So that's another nice thing about investing in a major urban center is that those long term rental rates tend to be higher. So you can usually use that as a decent backup plan for the property more effectively than you can with a more rural property. The other thing is that you do generally have the flexibility to pivot towards business travelers, things like that. So there is a bit of flexibility and who you can cater that property towards you tend to protect yourself against a lot of that downside with with a property that is the right property that you bought for the right price.
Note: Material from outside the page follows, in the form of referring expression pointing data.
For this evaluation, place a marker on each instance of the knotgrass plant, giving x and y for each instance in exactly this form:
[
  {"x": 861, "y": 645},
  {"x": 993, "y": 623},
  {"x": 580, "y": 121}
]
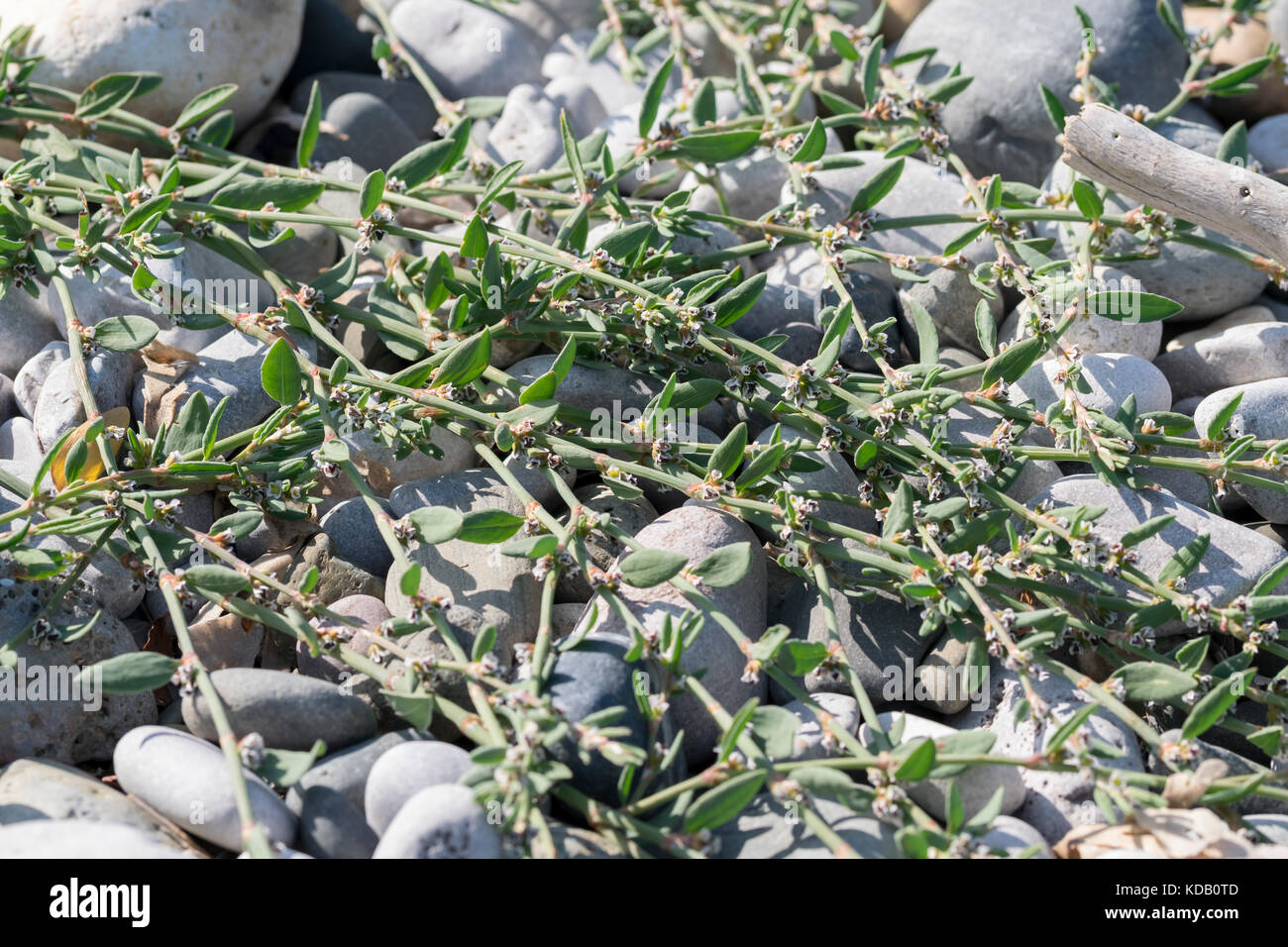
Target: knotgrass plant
[{"x": 980, "y": 565}]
Now, the third type of vacation rental market or short term rental market, if you will, is vacation homes. Now this is my personal favorite type of property to invest in have a market to invest in is when you're catering to people on vacation. So a little bit different than tourism. Now we look at tourism, I'm talking about going people, you know people coming in from abroad traveling to major urban destinations versus that vacation rental market or something like Florida, where people are going and vacationing every year for a couple weeks, they're not out there exploring a new city getting to know a new country, they're just going down there for a regular family vacation.
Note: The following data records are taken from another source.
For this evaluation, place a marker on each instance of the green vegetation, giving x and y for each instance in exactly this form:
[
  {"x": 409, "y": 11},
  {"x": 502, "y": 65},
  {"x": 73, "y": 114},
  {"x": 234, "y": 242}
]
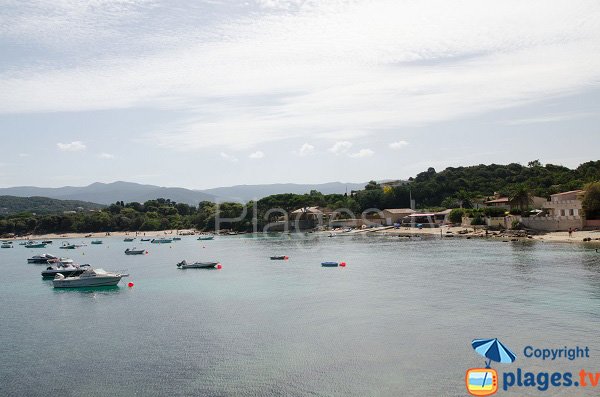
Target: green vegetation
[
  {"x": 591, "y": 201},
  {"x": 452, "y": 188}
]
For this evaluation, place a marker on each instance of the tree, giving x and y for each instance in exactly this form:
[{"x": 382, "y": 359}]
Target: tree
[
  {"x": 591, "y": 201},
  {"x": 455, "y": 216},
  {"x": 520, "y": 195}
]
Now, that means that typically you're not in a major urban center, typically you are in somewhere more remote, more rural, I should say is probably a better way to describe it. Oftentimes, you're catering more to domestic travelers, you're usually catering to people from the same areas, you're not getting people from all different parts of the world coming in, you know, if you have a property in Florida, you're probably getting mostly people from New York and from Ontario, from Canada coming down the same thing every year, you tend to get a lot of repeat bookings from those types of properties, which is really nice.
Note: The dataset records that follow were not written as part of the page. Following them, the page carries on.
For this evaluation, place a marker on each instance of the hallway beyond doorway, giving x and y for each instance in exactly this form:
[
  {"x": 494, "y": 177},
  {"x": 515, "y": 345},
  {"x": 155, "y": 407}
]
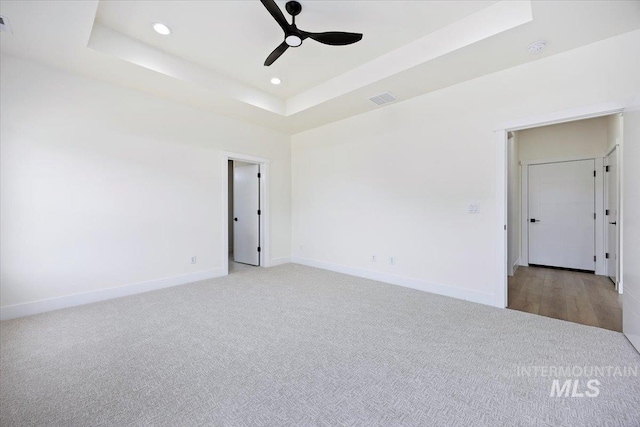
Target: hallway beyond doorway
[{"x": 566, "y": 295}]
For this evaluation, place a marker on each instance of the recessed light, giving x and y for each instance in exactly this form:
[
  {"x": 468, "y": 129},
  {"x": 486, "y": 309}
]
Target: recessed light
[
  {"x": 537, "y": 47},
  {"x": 293, "y": 41},
  {"x": 161, "y": 29}
]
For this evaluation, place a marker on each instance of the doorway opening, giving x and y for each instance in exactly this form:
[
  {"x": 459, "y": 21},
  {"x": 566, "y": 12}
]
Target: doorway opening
[
  {"x": 562, "y": 235},
  {"x": 245, "y": 239}
]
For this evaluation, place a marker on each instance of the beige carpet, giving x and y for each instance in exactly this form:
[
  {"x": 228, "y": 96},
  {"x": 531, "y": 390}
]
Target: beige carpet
[{"x": 296, "y": 346}]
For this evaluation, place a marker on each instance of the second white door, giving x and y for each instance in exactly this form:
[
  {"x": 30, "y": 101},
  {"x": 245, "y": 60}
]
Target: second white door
[
  {"x": 246, "y": 221},
  {"x": 612, "y": 215},
  {"x": 561, "y": 221}
]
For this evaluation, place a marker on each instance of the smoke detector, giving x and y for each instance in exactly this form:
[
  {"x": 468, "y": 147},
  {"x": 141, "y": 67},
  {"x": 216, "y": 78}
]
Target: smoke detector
[
  {"x": 383, "y": 98},
  {"x": 4, "y": 25},
  {"x": 537, "y": 47}
]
If you have tourists coming in from abroad, they're generally not making an annual trip out of that. So you're not going to get as many repeat bookings, as you would with a vacation rental. And that's one big advantage. The other big advantage is that because these more readily located properties are rural, you tend to be able to get them for better prices, you're not paying that premium to be in an urban center. Now the other advantage there is that you can then make a much, much better ROI on some properties by buying the right property that cost very little back and bring in a tremendous amount on short term rental as an Airbnb.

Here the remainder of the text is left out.